The website decides hmm, we won't promote the posts at all - no retweets, nothing. So they all get about 100 views each within the first few days. Sad.

Meanwhile, one article written in basically BULLET POINTS gets pinned to the frontpage, and another article written in the most pajeet English I have ever seen containing factually wrong information (HTML is not a fucking programming language) gets retweeted and publicized and ends up with thousands of views

Why even fucking bother

Comments
  • 4
    Put it on Medium, that place needs some fuckin good stuff already.
  • 0
    @theuser I thought about that!

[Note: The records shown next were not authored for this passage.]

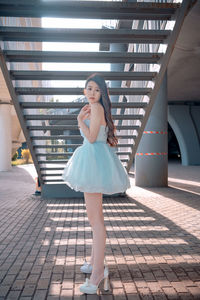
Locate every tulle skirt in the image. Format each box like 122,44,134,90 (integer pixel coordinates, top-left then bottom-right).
62,140,130,195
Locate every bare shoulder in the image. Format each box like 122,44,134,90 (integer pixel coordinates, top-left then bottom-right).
91,102,104,113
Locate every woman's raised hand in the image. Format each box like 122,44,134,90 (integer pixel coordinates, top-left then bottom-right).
77,104,91,120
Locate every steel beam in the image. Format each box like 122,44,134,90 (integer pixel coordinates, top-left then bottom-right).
3,50,163,64
0,26,171,44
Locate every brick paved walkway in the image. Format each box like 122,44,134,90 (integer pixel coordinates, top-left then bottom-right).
0,164,200,300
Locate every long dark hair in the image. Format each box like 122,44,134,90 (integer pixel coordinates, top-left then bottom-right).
85,73,118,147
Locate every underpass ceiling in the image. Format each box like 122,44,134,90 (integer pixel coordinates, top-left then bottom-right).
168,0,200,102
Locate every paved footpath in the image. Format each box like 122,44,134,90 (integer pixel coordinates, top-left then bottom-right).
0,163,200,300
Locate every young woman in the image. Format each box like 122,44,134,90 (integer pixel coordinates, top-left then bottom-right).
62,74,130,294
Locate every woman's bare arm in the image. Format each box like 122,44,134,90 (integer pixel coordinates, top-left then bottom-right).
78,103,104,143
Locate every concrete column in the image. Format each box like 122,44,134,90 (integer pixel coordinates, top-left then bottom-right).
0,102,12,171
110,44,127,102
135,72,168,187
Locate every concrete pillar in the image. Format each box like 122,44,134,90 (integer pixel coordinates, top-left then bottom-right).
0,102,12,171
135,72,168,187
110,44,127,102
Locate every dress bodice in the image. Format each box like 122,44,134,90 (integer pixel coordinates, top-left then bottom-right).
80,119,108,143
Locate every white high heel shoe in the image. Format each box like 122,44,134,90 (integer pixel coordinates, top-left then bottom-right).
80,259,106,274
80,266,109,294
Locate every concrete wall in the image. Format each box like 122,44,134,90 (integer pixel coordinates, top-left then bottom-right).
168,104,200,166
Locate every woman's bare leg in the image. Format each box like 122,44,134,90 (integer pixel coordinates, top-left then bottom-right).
84,193,106,285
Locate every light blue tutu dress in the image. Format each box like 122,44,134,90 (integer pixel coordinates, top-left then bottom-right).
62,119,130,195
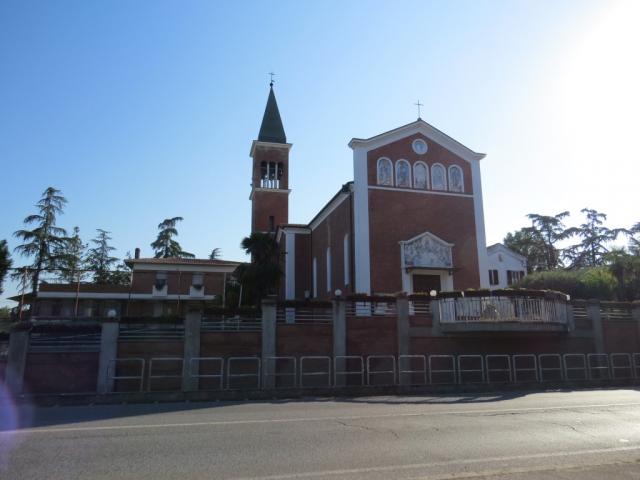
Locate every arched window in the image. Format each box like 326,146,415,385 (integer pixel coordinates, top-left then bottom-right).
396,160,411,188
342,233,351,286
449,165,464,192
260,162,284,188
431,163,447,190
413,162,429,190
311,257,318,298
378,157,393,186
327,247,331,292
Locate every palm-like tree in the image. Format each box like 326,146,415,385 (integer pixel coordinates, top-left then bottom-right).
13,187,68,297
151,217,195,258
236,233,282,304
86,228,118,284
0,240,12,293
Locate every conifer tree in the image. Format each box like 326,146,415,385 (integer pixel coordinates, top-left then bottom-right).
151,217,195,258
13,187,68,297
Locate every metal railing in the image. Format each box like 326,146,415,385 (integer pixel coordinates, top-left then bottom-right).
107,353,640,391
398,355,427,385
147,357,184,391
367,355,396,385
435,296,567,324
346,297,398,317
333,355,365,387
200,315,262,332
227,357,261,390
300,355,331,388
262,357,298,388
107,358,145,391
189,357,224,390
276,305,333,325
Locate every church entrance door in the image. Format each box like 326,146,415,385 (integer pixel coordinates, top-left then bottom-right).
413,273,442,293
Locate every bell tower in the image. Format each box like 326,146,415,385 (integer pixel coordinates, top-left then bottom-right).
249,81,291,233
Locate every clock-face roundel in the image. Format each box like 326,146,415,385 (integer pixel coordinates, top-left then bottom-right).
411,138,428,155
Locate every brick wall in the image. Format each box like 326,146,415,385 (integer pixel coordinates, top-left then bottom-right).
276,325,333,357
369,190,480,294
24,352,99,394
311,195,353,299
115,340,184,392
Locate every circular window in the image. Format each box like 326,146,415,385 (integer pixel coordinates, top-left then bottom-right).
411,138,428,155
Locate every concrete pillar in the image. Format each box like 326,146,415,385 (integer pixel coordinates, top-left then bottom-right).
396,296,409,355
98,322,120,393
262,298,276,390
396,295,411,385
565,302,576,333
587,300,604,353
182,310,202,392
631,300,640,352
5,330,30,395
332,297,347,386
430,300,442,337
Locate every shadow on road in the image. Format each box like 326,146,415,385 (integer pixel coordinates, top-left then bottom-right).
0,388,640,432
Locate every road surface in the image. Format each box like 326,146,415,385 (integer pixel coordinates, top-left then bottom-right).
0,389,640,480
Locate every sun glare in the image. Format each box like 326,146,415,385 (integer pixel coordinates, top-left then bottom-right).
554,0,640,172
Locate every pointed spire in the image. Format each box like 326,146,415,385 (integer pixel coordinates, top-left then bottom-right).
258,80,287,143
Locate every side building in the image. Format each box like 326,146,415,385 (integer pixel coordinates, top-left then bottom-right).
11,258,240,320
250,86,489,299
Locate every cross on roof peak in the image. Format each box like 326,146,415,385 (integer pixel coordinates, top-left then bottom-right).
414,100,424,120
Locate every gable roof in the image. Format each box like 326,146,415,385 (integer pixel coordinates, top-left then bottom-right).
258,84,287,143
349,118,486,162
487,243,527,263
124,258,242,267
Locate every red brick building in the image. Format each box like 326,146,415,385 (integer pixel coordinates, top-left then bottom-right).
23,258,240,319
250,86,489,299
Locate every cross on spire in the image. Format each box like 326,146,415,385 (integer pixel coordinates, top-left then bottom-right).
414,100,424,119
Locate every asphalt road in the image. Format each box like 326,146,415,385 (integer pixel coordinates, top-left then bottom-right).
0,390,640,480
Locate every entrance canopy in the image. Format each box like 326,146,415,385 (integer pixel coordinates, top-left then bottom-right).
400,232,453,270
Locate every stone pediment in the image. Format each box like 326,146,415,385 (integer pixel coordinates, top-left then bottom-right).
400,232,453,269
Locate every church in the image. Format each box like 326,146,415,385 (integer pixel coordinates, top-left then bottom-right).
249,83,490,300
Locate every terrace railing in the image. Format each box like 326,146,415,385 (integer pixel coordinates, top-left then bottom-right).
437,296,567,324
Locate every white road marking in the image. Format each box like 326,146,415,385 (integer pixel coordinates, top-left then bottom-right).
0,402,640,435
229,445,640,480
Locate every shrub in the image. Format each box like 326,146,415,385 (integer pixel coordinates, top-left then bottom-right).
518,267,617,300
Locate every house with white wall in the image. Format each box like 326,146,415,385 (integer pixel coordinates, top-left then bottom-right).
487,243,527,290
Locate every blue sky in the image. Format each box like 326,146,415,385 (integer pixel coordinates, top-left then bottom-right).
0,0,640,304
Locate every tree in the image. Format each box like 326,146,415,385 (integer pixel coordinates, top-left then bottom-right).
0,240,12,293
86,228,118,284
151,217,195,258
236,233,282,304
54,227,87,283
523,211,575,270
605,248,640,301
502,228,547,273
627,222,640,255
567,208,627,268
13,187,68,297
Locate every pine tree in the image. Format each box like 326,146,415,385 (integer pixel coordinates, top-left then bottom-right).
236,233,282,304
13,187,68,297
502,227,547,273
55,227,87,283
86,228,118,284
523,211,576,270
151,217,195,258
0,240,12,293
567,208,627,268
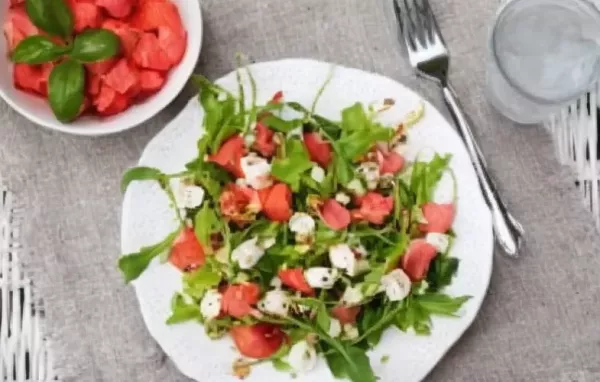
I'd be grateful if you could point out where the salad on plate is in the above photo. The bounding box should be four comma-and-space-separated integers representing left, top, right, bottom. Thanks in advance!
119, 71, 469, 382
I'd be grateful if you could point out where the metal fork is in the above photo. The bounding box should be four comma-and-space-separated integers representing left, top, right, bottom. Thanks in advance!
392, 0, 524, 257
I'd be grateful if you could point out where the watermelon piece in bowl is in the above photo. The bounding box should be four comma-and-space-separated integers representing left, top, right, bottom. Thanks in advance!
0, 0, 202, 136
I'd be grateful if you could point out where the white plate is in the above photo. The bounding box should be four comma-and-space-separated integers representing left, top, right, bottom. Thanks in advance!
0, 0, 203, 136
122, 60, 493, 382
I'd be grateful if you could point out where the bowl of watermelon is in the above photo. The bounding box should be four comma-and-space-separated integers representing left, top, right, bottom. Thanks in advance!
0, 0, 202, 136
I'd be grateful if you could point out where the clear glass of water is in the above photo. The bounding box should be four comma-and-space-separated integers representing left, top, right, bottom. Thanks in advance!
487, 0, 600, 124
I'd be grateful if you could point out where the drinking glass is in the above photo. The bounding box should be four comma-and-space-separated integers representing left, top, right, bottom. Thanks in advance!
486, 0, 600, 124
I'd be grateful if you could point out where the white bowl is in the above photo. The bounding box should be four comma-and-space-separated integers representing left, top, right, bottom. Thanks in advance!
0, 0, 202, 136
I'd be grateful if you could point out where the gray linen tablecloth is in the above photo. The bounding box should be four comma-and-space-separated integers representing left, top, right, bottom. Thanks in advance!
0, 0, 600, 382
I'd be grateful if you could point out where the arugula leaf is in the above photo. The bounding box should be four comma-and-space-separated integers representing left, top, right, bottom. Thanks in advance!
338, 102, 394, 161
331, 146, 354, 186
384, 234, 409, 273
119, 227, 181, 283
342, 102, 369, 134
395, 297, 431, 335
194, 202, 221, 248
410, 154, 452, 206
359, 303, 387, 346
427, 256, 460, 292
188, 162, 231, 202
325, 353, 348, 379
254, 252, 286, 284
338, 124, 394, 161
317, 304, 331, 333
192, 76, 244, 152
261, 114, 303, 133
121, 166, 167, 192
271, 139, 313, 191
183, 265, 221, 299
204, 317, 233, 340
413, 293, 471, 316
167, 293, 202, 325
271, 358, 292, 371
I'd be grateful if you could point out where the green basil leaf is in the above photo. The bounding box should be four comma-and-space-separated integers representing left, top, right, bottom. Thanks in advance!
121, 166, 166, 192
11, 35, 69, 65
167, 293, 202, 325
119, 229, 180, 283
48, 60, 85, 122
25, 0, 73, 38
70, 29, 121, 62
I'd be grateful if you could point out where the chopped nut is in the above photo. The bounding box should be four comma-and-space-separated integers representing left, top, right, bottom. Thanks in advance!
233, 358, 250, 379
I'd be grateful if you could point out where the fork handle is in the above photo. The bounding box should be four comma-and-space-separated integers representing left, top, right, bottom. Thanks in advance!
442, 84, 523, 257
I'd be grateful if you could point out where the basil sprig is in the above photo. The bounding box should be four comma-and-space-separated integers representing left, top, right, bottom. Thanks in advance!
12, 36, 69, 65
11, 0, 120, 122
48, 59, 85, 122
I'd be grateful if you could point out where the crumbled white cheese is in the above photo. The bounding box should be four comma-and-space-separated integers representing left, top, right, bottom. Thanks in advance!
258, 289, 290, 317
289, 212, 316, 235
171, 179, 205, 208
304, 267, 339, 289
231, 237, 265, 269
380, 269, 412, 301
310, 165, 325, 183
200, 289, 223, 320
425, 232, 450, 253
329, 244, 356, 276
241, 154, 273, 190
244, 132, 256, 148
356, 162, 381, 190
327, 318, 342, 338
287, 341, 317, 373
343, 324, 360, 340
335, 192, 351, 206
340, 285, 364, 306
269, 276, 283, 289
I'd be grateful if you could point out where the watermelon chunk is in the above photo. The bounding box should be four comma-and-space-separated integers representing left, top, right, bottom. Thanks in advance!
13, 64, 52, 95
131, 0, 185, 36
85, 71, 102, 97
94, 84, 129, 116
140, 70, 166, 95
67, 0, 102, 33
133, 33, 172, 71
102, 19, 142, 57
419, 203, 456, 233
102, 58, 139, 94
96, 0, 137, 19
158, 27, 187, 65
3, 5, 39, 52
85, 57, 117, 75
402, 239, 437, 281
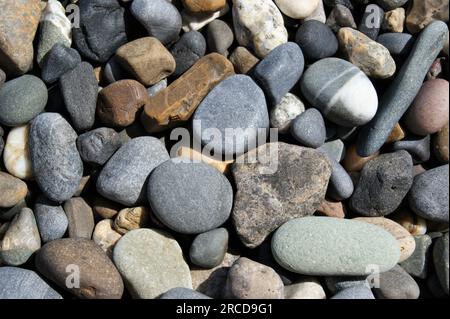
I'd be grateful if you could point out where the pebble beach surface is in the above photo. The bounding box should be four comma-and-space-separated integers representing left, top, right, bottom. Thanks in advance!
0, 0, 449, 299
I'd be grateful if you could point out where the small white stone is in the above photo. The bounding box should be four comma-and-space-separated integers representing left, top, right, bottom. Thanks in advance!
270, 93, 305, 134
233, 0, 288, 58
3, 125, 33, 180
275, 0, 320, 19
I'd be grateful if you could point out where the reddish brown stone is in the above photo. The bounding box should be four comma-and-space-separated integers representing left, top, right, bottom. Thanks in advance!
141, 53, 234, 133
97, 80, 148, 127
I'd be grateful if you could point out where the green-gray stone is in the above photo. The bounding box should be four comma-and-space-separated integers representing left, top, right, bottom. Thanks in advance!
400, 235, 432, 279
0, 75, 48, 126
272, 217, 400, 276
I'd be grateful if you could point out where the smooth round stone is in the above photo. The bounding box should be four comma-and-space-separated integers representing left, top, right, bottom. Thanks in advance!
0, 74, 48, 126
29, 113, 83, 202
97, 136, 169, 206
41, 43, 81, 84
113, 229, 192, 299
0, 208, 41, 266
272, 217, 400, 276
350, 151, 413, 217
374, 265, 420, 299
189, 228, 228, 268
34, 196, 69, 243
193, 75, 269, 155
170, 31, 206, 76
147, 158, 233, 234
355, 217, 416, 262
295, 20, 339, 61
158, 288, 211, 300
403, 79, 449, 135
270, 93, 305, 134
0, 172, 28, 208
252, 42, 305, 105
300, 58, 378, 127
291, 108, 327, 148
0, 267, 62, 300
77, 127, 122, 165
408, 164, 449, 223
433, 233, 449, 295
35, 238, 124, 299
131, 0, 182, 44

But it gets an awful lot of bad rep - why?
  • 1
    if you name the website you may get few more views
  • 1
    Depends on topics.
    If it is something like “how to XTZ”, I WANT the bullet point list, not 10 pages essay on “why it’s working this way”.
    If it is an explanation on how things work, it’s a bit different story.
    As for HTML is not a language, it depends on target public. If it’s an article aimed on absolute beginners, I’d say it’s fine.
  • 4
    That's modern journalism for you
  • 1
    I didn't bother. By the time I would have considered myself good enough to write an authoritative article, I was ghost writing and technical editing for o'reilly, apress.
  • 0
    @theuser Fuck Medium, paywalls are antithetical to the spirit of the internet. Either your shit is good enough to let everybody see it or it's not.
  • 0
    @RogueScholar Its true, but then you have the SEO's.
  • 1
    @theabbie I would, but I intend to remain anonymous on here.
  • 0
    @reeeeeeeeeeeeee Just the website is fine, so that we can stay away from it.
  • 0
    @NoToJavaScript Oh fair point, but I personally won't write about things that one could readily find in documentation because it feels redundant. They were continuous prose because I felt it necessary.

    Also I was referring to an article whose purpose was to try and convey that HTML and CSS are programming languages. Which is factually wrong.